India has reported around 169 cases of the coronavirus, and it is a bit of a mystery how the world’s second-most-populous nation, with 1.3 billion people, has remained relatively unscathed while the number of cases explodes to its east and west. That has spawned a sense of almost disbelief about the crisis in some quarters.

The containment measures have been imperfect and fear has started to spread. In the state of Maharashtra, which has recorded the most cases in India, at least 15 people escaped from two hospitals, according to officials and Indian news outlets. The news tells much about the health and the security facility provided at the hospitals. Another news that flashed hours ago was that a patient suffering from the virus has gone to the roof of the hospital and tried to do suicide, as he was not comfortable with the hospital medication facilites.

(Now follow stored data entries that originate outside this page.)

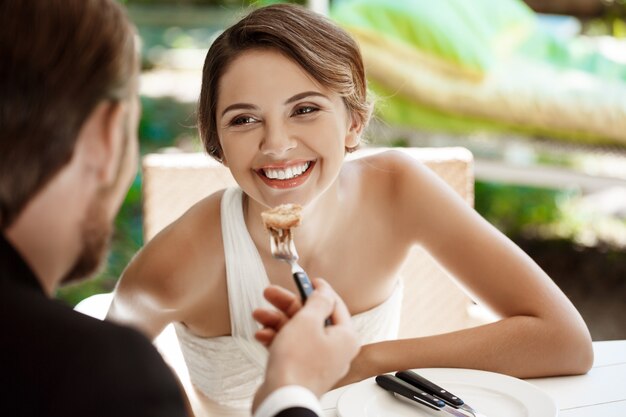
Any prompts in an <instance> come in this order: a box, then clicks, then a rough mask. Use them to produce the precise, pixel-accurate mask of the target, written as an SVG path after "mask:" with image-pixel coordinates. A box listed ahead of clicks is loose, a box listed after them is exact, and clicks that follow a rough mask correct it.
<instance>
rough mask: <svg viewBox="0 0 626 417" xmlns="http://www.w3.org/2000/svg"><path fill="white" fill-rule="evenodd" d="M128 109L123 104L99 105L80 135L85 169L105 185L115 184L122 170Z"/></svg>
mask: <svg viewBox="0 0 626 417" xmlns="http://www.w3.org/2000/svg"><path fill="white" fill-rule="evenodd" d="M125 108H126V106H125V104H124V103H123V102H112V101H103V102H101V103H99V104H98V105H97V106H96V107H95V108H94V110H93V111H92V112H91V114H90V115H89V117H88V118H87V120H86V121H85V123H84V124H83V127H82V128H81V130H80V133H79V139H78V140H79V143H80V145H81V146H82V148H83V149H84V156H85V166H87V167H89V170H90V171H91V172H95V173H96V175H97V177H98V180H99V182H100V183H102V184H104V185H107V184H112V183H113V182H114V181H115V178H116V177H117V172H118V170H119V164H120V162H121V159H120V156H121V153H122V152H123V147H124V140H125V139H124V137H125V135H126V126H125Z"/></svg>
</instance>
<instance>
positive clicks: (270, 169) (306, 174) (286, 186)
mask: <svg viewBox="0 0 626 417" xmlns="http://www.w3.org/2000/svg"><path fill="white" fill-rule="evenodd" d="M315 162H316V161H315V160H313V161H296V162H291V163H286V164H272V165H266V166H264V167H262V168H260V169H257V170H255V172H256V173H257V175H258V176H259V177H260V178H261V179H262V180H263V182H264V183H265V184H267V185H268V186H270V187H272V188H281V189H284V188H294V187H298V186H299V185H301V184H303V183H304V182H305V181H306V180H307V179H308V178H309V175H310V174H311V171H312V170H313V168H314V166H315Z"/></svg>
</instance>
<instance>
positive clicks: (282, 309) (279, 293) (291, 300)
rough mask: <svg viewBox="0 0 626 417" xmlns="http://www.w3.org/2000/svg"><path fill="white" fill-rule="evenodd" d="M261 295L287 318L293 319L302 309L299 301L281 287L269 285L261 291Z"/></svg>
mask: <svg viewBox="0 0 626 417" xmlns="http://www.w3.org/2000/svg"><path fill="white" fill-rule="evenodd" d="M263 295H264V296H265V299H266V300H267V301H269V302H270V303H271V304H272V305H273V306H274V307H276V308H277V309H278V310H280V311H282V312H284V313H285V314H286V315H287V317H293V315H294V314H296V313H297V312H298V311H299V310H300V308H302V303H301V302H300V299H299V298H298V297H297V296H296V295H295V294H293V293H292V292H291V291H288V290H286V289H284V288H283V287H279V286H277V285H270V286H269V287H267V288H266V289H265V291H263Z"/></svg>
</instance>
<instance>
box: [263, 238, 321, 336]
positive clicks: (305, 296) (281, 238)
mask: <svg viewBox="0 0 626 417" xmlns="http://www.w3.org/2000/svg"><path fill="white" fill-rule="evenodd" d="M269 232H270V233H269V234H270V250H271V252H272V256H273V257H274V258H275V259H279V260H281V261H284V262H287V263H288V264H289V265H290V266H291V275H292V276H293V279H294V281H295V282H296V286H297V287H298V292H300V298H301V299H302V304H304V303H305V302H306V300H307V298H309V296H310V295H311V293H312V292H313V284H312V283H311V280H310V279H309V276H308V275H307V273H306V272H304V269H302V267H301V266H300V265H299V264H298V259H299V257H298V251H297V250H296V245H295V243H294V242H293V233H292V232H291V229H277V228H274V227H270V228H269ZM325 324H326V325H327V326H328V325H330V324H331V321H330V318H327V319H326V321H325Z"/></svg>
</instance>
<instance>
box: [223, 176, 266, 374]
mask: <svg viewBox="0 0 626 417" xmlns="http://www.w3.org/2000/svg"><path fill="white" fill-rule="evenodd" d="M242 196H243V192H242V190H241V189H240V188H228V189H227V190H226V191H225V192H224V195H223V196H222V201H221V207H220V209H221V213H220V216H221V222H222V238H223V241H224V257H225V262H226V283H227V286H228V305H229V310H230V327H231V333H232V336H233V338H234V339H235V341H236V342H237V344H238V345H239V347H240V348H241V350H242V351H243V352H244V353H246V355H247V356H248V357H250V359H251V360H252V361H253V362H255V363H256V364H257V365H259V366H260V367H261V368H263V369H264V368H265V364H266V362H267V351H266V350H265V348H264V347H263V346H262V345H261V344H260V343H258V342H257V341H256V340H255V339H254V333H255V332H256V331H257V330H258V329H259V328H260V326H259V325H258V324H257V323H256V321H254V319H253V318H252V312H253V311H254V309H256V308H258V307H270V304H269V303H268V302H267V301H266V300H265V299H264V298H263V290H264V289H265V288H266V287H267V286H268V285H269V279H268V278H267V273H266V272H265V266H264V265H263V261H262V260H261V255H259V251H258V250H257V248H256V246H255V245H254V242H253V241H252V238H251V237H250V233H249V232H248V229H247V227H246V222H245V219H244V216H243V204H242V202H243V198H242Z"/></svg>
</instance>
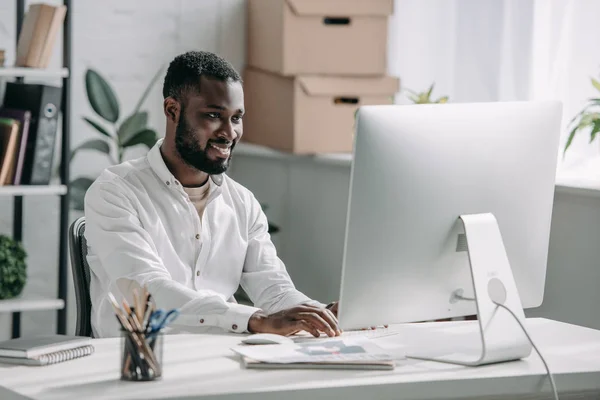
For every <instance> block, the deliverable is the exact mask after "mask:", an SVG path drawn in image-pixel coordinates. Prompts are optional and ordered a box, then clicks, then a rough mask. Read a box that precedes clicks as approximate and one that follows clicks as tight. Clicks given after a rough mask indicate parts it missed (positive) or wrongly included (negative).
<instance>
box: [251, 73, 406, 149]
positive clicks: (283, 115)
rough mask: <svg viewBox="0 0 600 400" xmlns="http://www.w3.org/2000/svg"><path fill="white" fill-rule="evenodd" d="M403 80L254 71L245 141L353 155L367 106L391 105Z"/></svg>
mask: <svg viewBox="0 0 600 400" xmlns="http://www.w3.org/2000/svg"><path fill="white" fill-rule="evenodd" d="M398 91H399V80H398V79H397V78H392V77H389V76H381V77H353V78H350V77H325V76H296V77H284V76H281V75H276V74H272V73H268V72H265V71H260V70H257V69H254V68H248V69H246V71H245V74H244V96H245V106H246V113H245V116H244V136H243V139H242V140H245V141H247V142H249V143H254V144H259V145H263V146H268V147H271V148H274V149H277V150H281V151H286V152H291V153H296V154H318V153H335V152H351V151H352V146H353V137H354V114H355V112H356V110H357V109H358V107H359V106H361V105H372V104H391V103H392V102H393V95H394V94H395V93H396V92H398Z"/></svg>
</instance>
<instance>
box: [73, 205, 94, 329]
mask: <svg viewBox="0 0 600 400" xmlns="http://www.w3.org/2000/svg"><path fill="white" fill-rule="evenodd" d="M84 233H85V217H81V218H79V219H77V221H75V222H73V224H71V227H70V228H69V248H70V252H71V269H72V270H73V282H74V283H75V297H76V302H77V326H76V327H75V334H76V335H79V336H89V337H92V336H93V335H92V324H91V311H92V301H91V299H90V266H89V264H88V262H87V241H86V239H85V235H84Z"/></svg>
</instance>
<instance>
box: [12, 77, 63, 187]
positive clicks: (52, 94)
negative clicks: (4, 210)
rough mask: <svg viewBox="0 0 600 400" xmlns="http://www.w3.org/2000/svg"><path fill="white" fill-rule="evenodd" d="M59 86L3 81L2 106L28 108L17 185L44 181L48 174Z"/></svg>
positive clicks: (53, 160) (40, 182) (59, 106)
mask: <svg viewBox="0 0 600 400" xmlns="http://www.w3.org/2000/svg"><path fill="white" fill-rule="evenodd" d="M61 100H62V88H60V87H56V86H50V85H42V84H30V83H20V82H7V83H6V90H5V92H4V107H5V108H12V109H18V110H27V111H30V112H31V121H30V124H29V133H28V137H27V141H26V146H25V160H24V162H23V168H22V174H21V182H20V184H21V185H47V184H49V183H50V180H51V177H52V169H53V164H54V153H55V144H56V141H57V128H58V117H59V114H60V105H61Z"/></svg>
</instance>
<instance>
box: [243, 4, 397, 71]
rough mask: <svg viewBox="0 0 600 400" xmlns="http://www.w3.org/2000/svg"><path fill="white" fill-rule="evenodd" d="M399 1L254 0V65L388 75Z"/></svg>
mask: <svg viewBox="0 0 600 400" xmlns="http://www.w3.org/2000/svg"><path fill="white" fill-rule="evenodd" d="M392 12H393V0H248V25H247V27H248V32H247V33H248V35H247V37H248V65H250V66H253V67H256V68H259V69H263V70H267V71H271V72H275V73H278V74H281V75H286V76H290V75H301V74H330V75H385V73H386V71H387V55H386V54H387V31H388V16H389V15H391V14H392Z"/></svg>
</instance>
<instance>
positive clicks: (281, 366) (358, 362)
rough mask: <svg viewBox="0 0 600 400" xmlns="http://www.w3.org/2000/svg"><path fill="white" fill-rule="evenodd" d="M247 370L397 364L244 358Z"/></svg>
mask: <svg viewBox="0 0 600 400" xmlns="http://www.w3.org/2000/svg"><path fill="white" fill-rule="evenodd" d="M242 361H243V363H244V366H245V367H246V368H257V369H367V370H393V369H394V367H395V366H396V363H395V362H394V361H393V360H372V361H344V362H339V361H336V362H326V361H323V362H302V363H300V362H298V363H288V364H282V363H269V362H262V361H257V360H253V359H252V358H249V357H242Z"/></svg>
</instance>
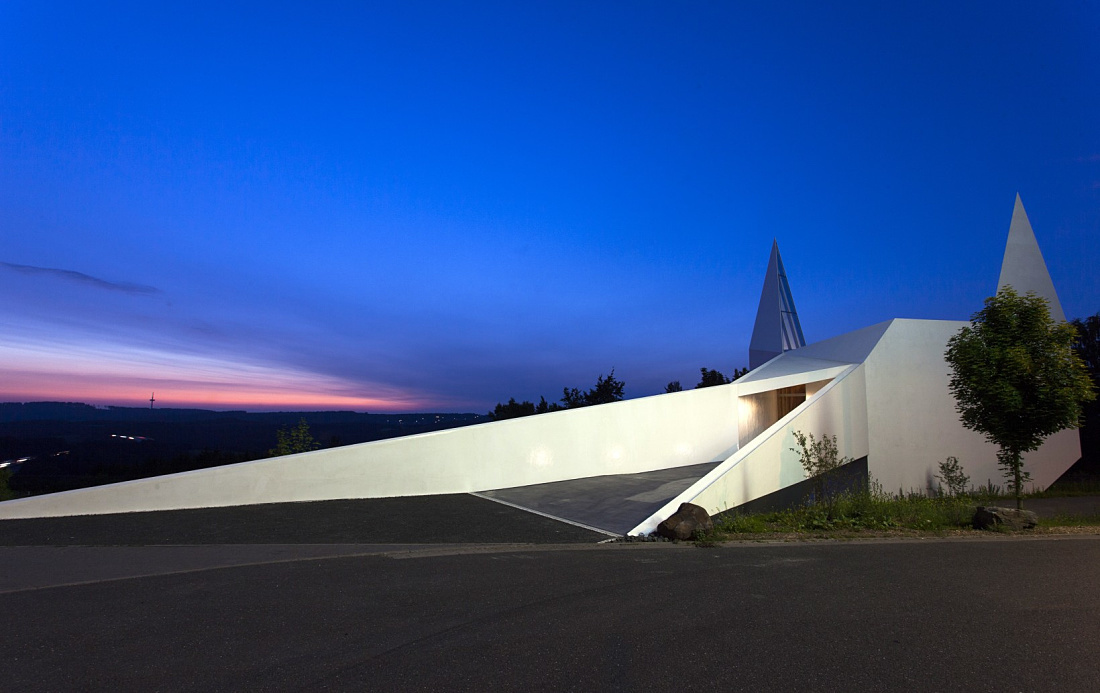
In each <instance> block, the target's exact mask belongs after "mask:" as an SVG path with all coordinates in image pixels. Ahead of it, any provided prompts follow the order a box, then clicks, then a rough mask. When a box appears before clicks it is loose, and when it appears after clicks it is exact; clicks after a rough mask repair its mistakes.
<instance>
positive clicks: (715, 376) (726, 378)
mask: <svg viewBox="0 0 1100 693" xmlns="http://www.w3.org/2000/svg"><path fill="white" fill-rule="evenodd" d="M698 372H700V376H701V377H700V381H698V385H696V386H695V389H698V388H700V387H714V386H715V385H727V384H729V383H731V382H733V381H730V379H729V378H728V377H726V376H725V375H723V374H722V372H720V371H712V370H709V368H700V370H698Z"/></svg>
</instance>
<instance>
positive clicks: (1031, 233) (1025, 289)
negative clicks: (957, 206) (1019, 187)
mask: <svg viewBox="0 0 1100 693" xmlns="http://www.w3.org/2000/svg"><path fill="white" fill-rule="evenodd" d="M1005 286H1011V287H1012V288H1014V289H1015V290H1016V293H1018V294H1026V293H1027V292H1035V295H1036V296H1041V297H1043V298H1045V299H1046V301H1047V304H1048V306H1049V308H1051V317H1052V318H1054V319H1055V320H1063V321H1064V320H1065V319H1066V313H1065V312H1063V310H1062V303H1059V301H1058V294H1057V293H1056V292H1055V290H1054V282H1052V281H1051V273H1049V272H1047V270H1046V263H1045V262H1043V253H1042V252H1041V251H1040V250H1038V241H1036V240H1035V232H1034V231H1032V228H1031V222H1030V221H1029V220H1027V212H1026V211H1024V204H1023V201H1022V200H1021V199H1020V194H1019V193H1016V205H1015V207H1014V208H1013V210H1012V223H1011V224H1009V242H1008V244H1005V246H1004V260H1003V261H1001V276H1000V278H998V281H997V290H1001V289H1002V288H1004V287H1005Z"/></svg>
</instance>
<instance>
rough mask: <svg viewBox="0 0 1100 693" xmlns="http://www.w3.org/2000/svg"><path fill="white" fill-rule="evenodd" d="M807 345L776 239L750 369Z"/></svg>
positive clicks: (778, 247) (772, 255)
mask: <svg viewBox="0 0 1100 693" xmlns="http://www.w3.org/2000/svg"><path fill="white" fill-rule="evenodd" d="M805 345H806V340H805V338H804V337H803V335H802V324H801V323H800V322H799V312H798V311H796V310H795V309H794V297H793V296H791V285H790V284H789V283H788V281H787V271H785V270H784V268H783V259H782V257H781V256H780V254H779V243H778V242H775V241H774V240H773V241H772V242H771V257H770V259H769V260H768V273H767V274H766V275H764V277H763V292H761V294H760V307H759V308H758V309H757V321H756V324H755V326H753V327H752V339H751V340H749V368H755V367H757V366H759V365H762V364H763V363H764V362H767V361H770V360H771V359H774V357H775V356H778V355H779V354H781V353H783V352H784V351H790V350H792V349H798V348H799V346H805Z"/></svg>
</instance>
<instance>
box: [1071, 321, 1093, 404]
mask: <svg viewBox="0 0 1100 693" xmlns="http://www.w3.org/2000/svg"><path fill="white" fill-rule="evenodd" d="M1070 324H1073V326H1074V329H1075V330H1076V331H1077V339H1076V340H1074V351H1076V352H1077V355H1078V356H1079V357H1080V359H1081V361H1082V362H1084V363H1085V367H1086V368H1088V372H1089V376H1091V377H1092V383H1093V385H1097V386H1100V312H1098V313H1096V315H1095V316H1089V317H1088V318H1085V319H1084V320H1082V319H1080V318H1075V319H1074V321H1073V322H1070Z"/></svg>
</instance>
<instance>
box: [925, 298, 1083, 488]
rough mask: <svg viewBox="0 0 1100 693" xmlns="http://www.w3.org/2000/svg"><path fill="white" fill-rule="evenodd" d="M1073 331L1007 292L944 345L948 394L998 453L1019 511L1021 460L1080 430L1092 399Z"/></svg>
mask: <svg viewBox="0 0 1100 693" xmlns="http://www.w3.org/2000/svg"><path fill="white" fill-rule="evenodd" d="M1076 337H1077V331H1076V330H1075V329H1074V327H1073V326H1070V324H1068V323H1066V322H1060V321H1055V320H1054V319H1053V318H1052V317H1051V311H1049V310H1048V309H1047V304H1046V300H1045V299H1043V298H1041V297H1038V296H1036V295H1035V294H1033V293H1031V292H1029V293H1027V294H1026V295H1024V296H1020V295H1019V294H1016V293H1015V290H1014V289H1012V287H1010V286H1007V287H1004V288H1002V289H1001V290H1000V292H998V294H997V296H992V297H990V298H987V299H986V306H985V308H982V309H981V310H980V311H978V312H976V313H975V315H974V316H972V317H971V318H970V324H969V326H968V327H964V328H963V329H961V330H959V332H958V334H956V335H955V337H953V338H952V339H950V340H949V341H948V342H947V352H946V353H945V354H944V357H945V359H946V360H947V363H948V364H950V366H952V379H950V390H952V394H953V395H955V401H956V409H958V412H959V415H960V418H961V419H963V425H964V426H966V427H967V428H969V429H971V430H975V431H978V432H981V433H985V434H986V438H987V439H988V440H990V441H991V442H993V443H996V444H997V445H999V447H1000V451H999V452H998V454H997V458H998V462H999V464H1000V466H1001V469H1002V470H1003V471H1004V475H1005V478H1007V480H1008V483H1009V487H1010V488H1011V489H1012V492H1013V494H1014V495H1015V498H1016V507H1018V508H1019V507H1021V505H1022V503H1021V494H1022V492H1023V485H1024V483H1026V482H1027V481H1029V480H1030V475H1029V474H1027V472H1025V471H1024V469H1023V453H1025V452H1030V451H1032V450H1037V449H1038V447H1040V445H1041V444H1043V440H1044V439H1046V437H1047V436H1051V434H1053V433H1056V432H1058V431H1060V430H1063V429H1065V428H1076V427H1078V426H1079V425H1080V418H1081V411H1082V408H1081V405H1082V403H1085V401H1088V400H1091V399H1093V398H1095V397H1096V393H1095V389H1093V387H1092V383H1091V382H1090V378H1089V374H1088V371H1087V370H1086V367H1085V363H1084V362H1082V361H1081V359H1080V356H1078V355H1077V353H1075V351H1074V349H1073V345H1074V341H1075V339H1076Z"/></svg>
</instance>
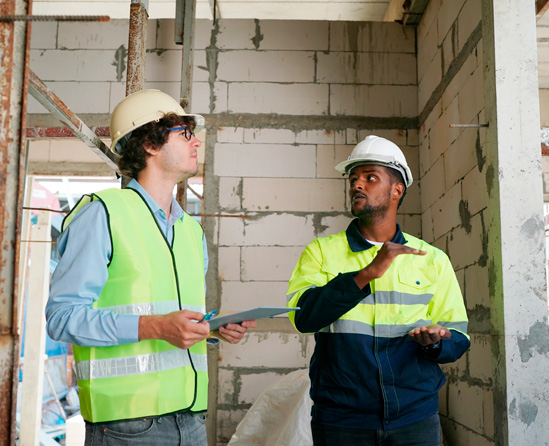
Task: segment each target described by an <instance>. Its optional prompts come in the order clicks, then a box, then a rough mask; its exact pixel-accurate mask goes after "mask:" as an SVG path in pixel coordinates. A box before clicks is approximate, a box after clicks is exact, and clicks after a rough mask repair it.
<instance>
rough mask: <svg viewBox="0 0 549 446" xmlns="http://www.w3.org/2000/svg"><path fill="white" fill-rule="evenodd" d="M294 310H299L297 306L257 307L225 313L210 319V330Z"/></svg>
mask: <svg viewBox="0 0 549 446" xmlns="http://www.w3.org/2000/svg"><path fill="white" fill-rule="evenodd" d="M295 310H299V307H292V308H288V307H257V308H251V309H249V310H245V311H239V312H238V313H231V314H225V315H223V316H218V317H214V318H213V319H210V321H209V322H210V330H211V331H215V330H217V329H218V328H219V327H221V326H222V325H227V324H239V323H240V322H242V321H255V320H257V319H265V318H268V317H273V316H277V315H279V314H284V313H287V312H289V311H295Z"/></svg>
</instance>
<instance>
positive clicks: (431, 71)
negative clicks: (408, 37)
mask: <svg viewBox="0 0 549 446" xmlns="http://www.w3.org/2000/svg"><path fill="white" fill-rule="evenodd" d="M441 55H442V52H441V51H440V49H439V50H437V53H436V54H435V57H434V58H433V60H432V61H431V63H430V64H429V65H428V66H427V68H426V69H425V70H424V72H423V76H422V77H420V78H419V82H418V107H419V110H423V108H424V107H425V105H426V104H427V101H428V100H429V98H430V97H431V95H432V94H433V92H434V91H435V89H436V88H437V87H438V85H439V84H440V82H441V81H442V60H441Z"/></svg>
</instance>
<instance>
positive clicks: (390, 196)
mask: <svg viewBox="0 0 549 446" xmlns="http://www.w3.org/2000/svg"><path fill="white" fill-rule="evenodd" d="M390 199H391V193H390V192H389V194H388V195H387V200H386V201H385V202H384V203H382V204H379V205H377V206H372V205H371V204H366V205H364V206H362V207H361V208H359V209H354V208H353V209H352V210H351V213H352V214H353V216H354V217H358V218H359V219H360V221H361V222H362V223H365V224H366V225H371V224H373V223H376V222H378V221H381V220H383V219H384V218H385V215H386V214H387V211H388V210H389V203H390Z"/></svg>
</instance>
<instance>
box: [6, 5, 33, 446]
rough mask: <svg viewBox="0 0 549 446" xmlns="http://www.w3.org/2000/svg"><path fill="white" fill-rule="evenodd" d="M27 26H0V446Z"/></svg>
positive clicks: (11, 401)
mask: <svg viewBox="0 0 549 446" xmlns="http://www.w3.org/2000/svg"><path fill="white" fill-rule="evenodd" d="M31 10H32V0H5V1H3V2H0V15H15V14H17V15H27V14H29V13H30V12H31ZM29 48H30V25H29V24H28V23H26V22H17V23H16V22H2V23H0V101H1V109H2V113H1V114H0V159H2V162H1V163H0V203H1V206H2V207H1V211H0V265H1V266H0V444H3V445H4V444H5V445H8V444H14V443H15V413H16V409H17V407H16V406H17V377H18V373H17V371H18V367H19V357H20V340H19V334H18V327H17V325H18V320H19V316H18V307H19V305H18V304H19V299H18V294H19V286H20V284H19V283H18V280H17V277H18V274H19V256H20V251H21V249H20V245H19V243H17V241H18V240H19V239H20V238H21V237H20V234H21V217H22V212H21V211H20V209H19V208H20V206H21V205H22V204H23V193H24V183H25V181H24V179H25V158H26V144H25V118H26V114H27V70H28V65H29Z"/></svg>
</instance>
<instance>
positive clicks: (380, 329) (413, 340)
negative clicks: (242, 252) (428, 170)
mask: <svg viewBox="0 0 549 446" xmlns="http://www.w3.org/2000/svg"><path fill="white" fill-rule="evenodd" d="M336 169H337V170H338V171H339V172H341V173H342V174H344V175H348V177H349V196H350V199H351V210H352V214H353V216H354V217H356V218H355V219H354V220H353V221H352V222H351V223H350V225H349V227H348V228H347V230H346V231H343V232H340V233H338V234H334V235H331V236H328V237H323V238H319V239H316V240H314V241H313V242H312V243H310V244H309V245H308V246H307V248H306V249H305V251H304V252H303V254H302V255H301V257H300V259H299V261H298V263H297V265H296V267H295V269H294V271H293V274H292V276H291V278H290V283H289V289H288V306H292V307H294V306H298V307H300V308H301V310H300V311H298V312H295V313H290V319H291V320H292V323H293V324H294V326H295V327H296V329H297V330H298V331H299V332H301V333H315V341H316V346H315V351H314V354H313V356H312V359H311V364H310V372H309V375H310V378H311V391H310V395H311V398H312V400H313V408H312V413H311V415H312V420H311V427H312V434H313V441H314V445H315V446H324V445H328V446H340V445H345V446H355V445H357V446H358V445H360V446H369V445H381V444H383V445H391V446H401V445H402V446H404V445H406V446H414V445H416V446H439V445H440V444H441V434H440V420H439V416H438V390H439V389H440V388H441V387H442V385H443V384H444V382H445V377H444V375H443V373H442V371H441V370H440V367H439V364H442V363H448V362H453V361H456V360H457V359H459V358H460V357H461V356H462V355H463V354H464V353H465V351H466V350H467V349H468V348H469V346H470V341H469V336H468V335H467V315H466V311H465V306H464V303H463V298H462V295H461V291H460V288H459V285H458V282H457V280H456V276H455V273H454V270H453V268H452V265H451V264H450V261H449V259H448V257H447V256H446V254H445V253H444V252H442V251H441V250H439V249H437V248H435V247H434V246H431V245H429V244H428V243H426V242H424V241H423V240H420V239H418V238H416V237H413V236H411V235H409V234H406V233H404V232H402V231H401V229H400V226H399V225H398V223H397V210H398V207H399V205H400V203H401V202H402V199H403V198H404V195H405V193H406V190H407V188H408V187H410V185H411V184H412V174H411V171H410V169H409V167H408V164H407V162H406V158H405V157H404V154H403V153H402V151H401V150H400V148H399V147H398V146H397V145H395V144H394V143H392V142H391V141H388V140H387V139H384V138H380V137H377V136H373V135H371V136H368V137H367V138H366V139H365V140H364V141H362V142H360V143H359V144H358V145H357V146H356V147H355V148H354V150H353V151H352V153H351V155H350V157H349V159H348V160H347V161H344V162H342V163H340V164H338V165H337V166H336Z"/></svg>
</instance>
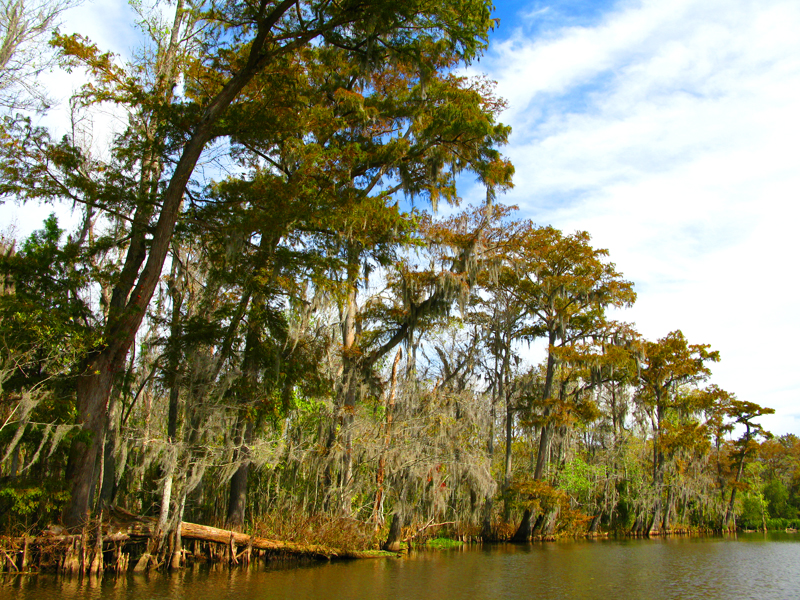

Also, even after the urge made by WHO to increase the testing of COVID-19, Indian authorities have said they will not expand coronavirus testing, as most affected nations are doing, despite criticism that limited testing could leave COVID-19 cases undetected in the world’s second-most populous country.

What Indian authorities are doing to fight against COVID-19 is too little, too late. While countries like UK, USA, France, NZ, Canada are spending worth of billion of dollars to fight against the pandemic, all India came out was a day lock-down and clapping hands in balcony on Sunday.

Why can’t India provide additional funds to provide emergency health care facilities, instead of asking people to clap their hands. Why can’t we have face masks have been made compulsory. No budget has been allocated for the research on COVID-19 so far, no extra funds to build emergency health camps? How can we overlook the health facilities for 1.3 billion people in the country.